3.3 Fatigue resistance performance

Materials with high hardness also have certain advantages in terms of fatigue resistance. Because materials with high hardness are less prone to surface cracking when subjected to repeated stress, thus improving the service life of the parts. However, the higher the hardness, the better. If the material is too hard, it may become brittle and prone to fracture.

04. How to choose the appropriate hardness material

Choosing the appropriate hardness material is not a simple task, and it requires comprehensive consideration of factors such as the material's usage scenario, processing technology, and cost. Let's take a look at several common application scenarios.

4.1 Tool Materials

The hardness of the tool material must be high in order to ensure cutting efficiency and service life. Generally speaking, the hardness of cutting tool materials should be above HRC60, and for some high-speed steel cutting tools, the hardness can reach HRC62-68. However, the tool material should not be too hard, otherwise it will become brittle and prone to chipping.

4.2 Mold Materials

The hardness of mold materials is also important because they have to withstand high temperatures, high pressures, and repeated impacts.
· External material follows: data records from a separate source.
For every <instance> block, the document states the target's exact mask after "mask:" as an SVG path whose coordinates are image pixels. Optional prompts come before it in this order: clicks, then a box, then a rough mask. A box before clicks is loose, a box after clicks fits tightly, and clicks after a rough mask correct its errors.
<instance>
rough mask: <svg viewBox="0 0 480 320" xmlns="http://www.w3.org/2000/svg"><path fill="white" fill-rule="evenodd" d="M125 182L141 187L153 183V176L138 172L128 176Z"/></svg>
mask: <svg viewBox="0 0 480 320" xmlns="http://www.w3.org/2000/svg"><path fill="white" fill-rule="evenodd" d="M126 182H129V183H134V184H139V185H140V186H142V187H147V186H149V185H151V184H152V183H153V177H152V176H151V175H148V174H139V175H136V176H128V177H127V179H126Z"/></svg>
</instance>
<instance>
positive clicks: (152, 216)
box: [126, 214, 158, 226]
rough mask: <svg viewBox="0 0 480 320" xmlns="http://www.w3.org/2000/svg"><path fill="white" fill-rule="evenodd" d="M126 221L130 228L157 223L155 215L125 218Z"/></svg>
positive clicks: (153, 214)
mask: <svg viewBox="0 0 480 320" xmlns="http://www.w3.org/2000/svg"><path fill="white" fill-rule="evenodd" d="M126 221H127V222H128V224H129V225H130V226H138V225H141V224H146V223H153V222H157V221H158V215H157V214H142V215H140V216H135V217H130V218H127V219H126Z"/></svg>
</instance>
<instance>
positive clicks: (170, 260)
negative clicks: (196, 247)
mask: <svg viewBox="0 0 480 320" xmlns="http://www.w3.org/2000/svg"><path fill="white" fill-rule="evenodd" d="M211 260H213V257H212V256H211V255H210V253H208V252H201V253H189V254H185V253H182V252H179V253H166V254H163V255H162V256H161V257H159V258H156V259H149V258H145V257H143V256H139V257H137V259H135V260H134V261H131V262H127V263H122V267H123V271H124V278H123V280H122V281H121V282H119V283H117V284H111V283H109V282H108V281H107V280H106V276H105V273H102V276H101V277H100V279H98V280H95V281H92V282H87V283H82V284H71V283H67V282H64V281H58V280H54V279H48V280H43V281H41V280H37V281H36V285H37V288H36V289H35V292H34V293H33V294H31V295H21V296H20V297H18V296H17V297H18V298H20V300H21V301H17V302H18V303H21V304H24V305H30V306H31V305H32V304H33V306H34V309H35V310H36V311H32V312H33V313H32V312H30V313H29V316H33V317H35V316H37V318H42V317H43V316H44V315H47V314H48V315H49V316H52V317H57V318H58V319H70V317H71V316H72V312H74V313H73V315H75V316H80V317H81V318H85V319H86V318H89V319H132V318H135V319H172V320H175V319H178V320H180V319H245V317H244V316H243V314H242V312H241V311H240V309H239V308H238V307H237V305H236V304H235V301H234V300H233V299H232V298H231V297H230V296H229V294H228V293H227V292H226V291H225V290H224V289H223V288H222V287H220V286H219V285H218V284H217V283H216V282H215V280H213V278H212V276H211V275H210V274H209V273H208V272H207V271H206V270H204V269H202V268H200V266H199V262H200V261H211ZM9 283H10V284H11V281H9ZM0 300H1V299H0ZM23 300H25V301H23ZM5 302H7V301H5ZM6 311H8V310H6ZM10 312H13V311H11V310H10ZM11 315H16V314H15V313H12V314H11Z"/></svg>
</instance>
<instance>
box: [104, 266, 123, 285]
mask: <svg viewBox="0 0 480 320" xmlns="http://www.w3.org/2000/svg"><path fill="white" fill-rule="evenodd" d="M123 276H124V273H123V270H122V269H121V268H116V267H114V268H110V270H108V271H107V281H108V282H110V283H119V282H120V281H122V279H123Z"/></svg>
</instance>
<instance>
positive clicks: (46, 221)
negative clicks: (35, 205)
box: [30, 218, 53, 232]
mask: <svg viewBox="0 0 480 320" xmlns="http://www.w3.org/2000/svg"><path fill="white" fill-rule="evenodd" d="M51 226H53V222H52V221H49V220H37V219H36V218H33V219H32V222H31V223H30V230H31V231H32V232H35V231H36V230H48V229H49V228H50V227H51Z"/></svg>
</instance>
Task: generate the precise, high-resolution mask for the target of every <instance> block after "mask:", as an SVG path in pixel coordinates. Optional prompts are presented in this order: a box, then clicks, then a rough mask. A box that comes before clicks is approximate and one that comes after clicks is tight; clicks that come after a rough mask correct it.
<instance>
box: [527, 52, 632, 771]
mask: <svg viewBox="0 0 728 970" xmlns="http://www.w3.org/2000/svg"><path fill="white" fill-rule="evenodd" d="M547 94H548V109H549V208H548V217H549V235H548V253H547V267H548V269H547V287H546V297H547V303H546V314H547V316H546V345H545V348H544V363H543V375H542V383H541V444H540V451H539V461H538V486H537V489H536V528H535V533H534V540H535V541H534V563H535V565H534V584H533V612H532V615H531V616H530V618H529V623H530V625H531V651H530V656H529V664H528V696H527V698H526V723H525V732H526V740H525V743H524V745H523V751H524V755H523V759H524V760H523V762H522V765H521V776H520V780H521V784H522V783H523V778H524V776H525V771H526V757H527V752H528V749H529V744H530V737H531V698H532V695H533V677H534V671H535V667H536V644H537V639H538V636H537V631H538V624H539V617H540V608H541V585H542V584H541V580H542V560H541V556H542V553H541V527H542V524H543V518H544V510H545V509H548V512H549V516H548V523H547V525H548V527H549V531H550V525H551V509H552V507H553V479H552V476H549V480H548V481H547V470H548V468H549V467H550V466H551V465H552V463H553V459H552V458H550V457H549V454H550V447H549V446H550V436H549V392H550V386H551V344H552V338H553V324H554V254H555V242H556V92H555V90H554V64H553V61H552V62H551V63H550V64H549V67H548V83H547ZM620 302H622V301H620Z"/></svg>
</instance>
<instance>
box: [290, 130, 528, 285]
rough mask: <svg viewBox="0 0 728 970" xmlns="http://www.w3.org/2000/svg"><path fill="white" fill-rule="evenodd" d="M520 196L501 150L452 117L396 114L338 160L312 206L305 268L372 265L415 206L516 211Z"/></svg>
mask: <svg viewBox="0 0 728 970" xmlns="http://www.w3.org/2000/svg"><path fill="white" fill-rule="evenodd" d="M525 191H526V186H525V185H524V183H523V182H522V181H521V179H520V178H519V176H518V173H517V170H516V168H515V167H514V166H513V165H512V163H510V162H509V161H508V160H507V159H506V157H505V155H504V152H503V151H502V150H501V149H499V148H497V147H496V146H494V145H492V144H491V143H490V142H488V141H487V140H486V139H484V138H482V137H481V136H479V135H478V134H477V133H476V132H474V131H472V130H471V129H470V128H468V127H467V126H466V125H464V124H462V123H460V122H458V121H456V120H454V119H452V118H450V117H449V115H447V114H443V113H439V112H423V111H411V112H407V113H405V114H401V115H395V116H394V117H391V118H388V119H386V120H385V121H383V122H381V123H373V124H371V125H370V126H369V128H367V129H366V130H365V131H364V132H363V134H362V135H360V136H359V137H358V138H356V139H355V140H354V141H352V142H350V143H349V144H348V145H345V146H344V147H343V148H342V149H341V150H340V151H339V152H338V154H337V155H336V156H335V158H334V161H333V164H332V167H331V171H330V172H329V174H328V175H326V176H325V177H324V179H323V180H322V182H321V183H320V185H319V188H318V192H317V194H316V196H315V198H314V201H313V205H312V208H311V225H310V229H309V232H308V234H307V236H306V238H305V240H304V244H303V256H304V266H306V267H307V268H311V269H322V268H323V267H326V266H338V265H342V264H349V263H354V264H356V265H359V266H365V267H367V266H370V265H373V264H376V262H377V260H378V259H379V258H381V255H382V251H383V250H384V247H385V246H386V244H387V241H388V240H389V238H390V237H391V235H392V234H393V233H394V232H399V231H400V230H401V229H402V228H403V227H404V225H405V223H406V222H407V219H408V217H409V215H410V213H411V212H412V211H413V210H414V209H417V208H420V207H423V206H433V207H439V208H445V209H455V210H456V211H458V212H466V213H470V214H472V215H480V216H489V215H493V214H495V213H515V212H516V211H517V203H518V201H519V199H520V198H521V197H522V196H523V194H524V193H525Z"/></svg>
Generally speaking, the hardness of mold materials should be above HRC45, and for some hot work mold steels, the hardness can reach HRC48-52. At the same time, the mold material also needs to have a certain degree of toughness to prevent cracks from occurring during use.

4.3 Mechanical Parts

The hardness selection of mechanical parts should be determined according to specific usage scenarios. For example, some parts that bear high loads, such as gears and shafts, generally require a hardness of HRC35 or higher to ensure the strength and wear resistance of the parts. For some parts that do not need to withstand high loads, the hardness can be appropriately reduced to improve processing efficiency and reduce costs.

05. Precautions for Hardness Testing

Although hardness testing may seem simple, there are actually many things to pay attention to. Let's take a look at a few common questions.

5.1 Selection of Testing Equipment

Different hardness testing methods require different equipment, and choosing the appropriate equipment is very important. For example, if you want to test materials with high hardness, do not choose a Brinell hardness tester as it may damage the equipment. If you need to quickly test the hardness of materials, a Rockwell hardness tester may be a better choice.

5.2 Control of Testing Conditions

The conditions of hardness testing have a significant impact on the test results, such as load size, testing time, ambient temperature, etc. If the testing conditions are unstable, it can lead to significant deviations in the test results. So, during the testing process, it is necessary to strictly follow the standard operation to ensure the stability of the testing conditions.

5.3 Analysis of Test Results

After the test results are released, it is not enough to simply look at the hardness value, but also to conduct a comprehensive analysis based on factors such as the composition and organizational structure of the material. For example, the same HRC50 material may have different usage performance due to different compositions and heat treatment processes.

06. Future Development Direction of Hardness

Image: Non destructive testing

With the continuous advancement of technology, hardness testing technology is also constantly developing. For example, there are now some non-destructive hardness testing techniques that can measure hardness without damaging the material, which is very important for the detection of some high-value materials. At the same time, some new types of hardness testing equipment are constantly emerging, which are more intelligent and automated, and can greatly improve testing efficiency and accuracy.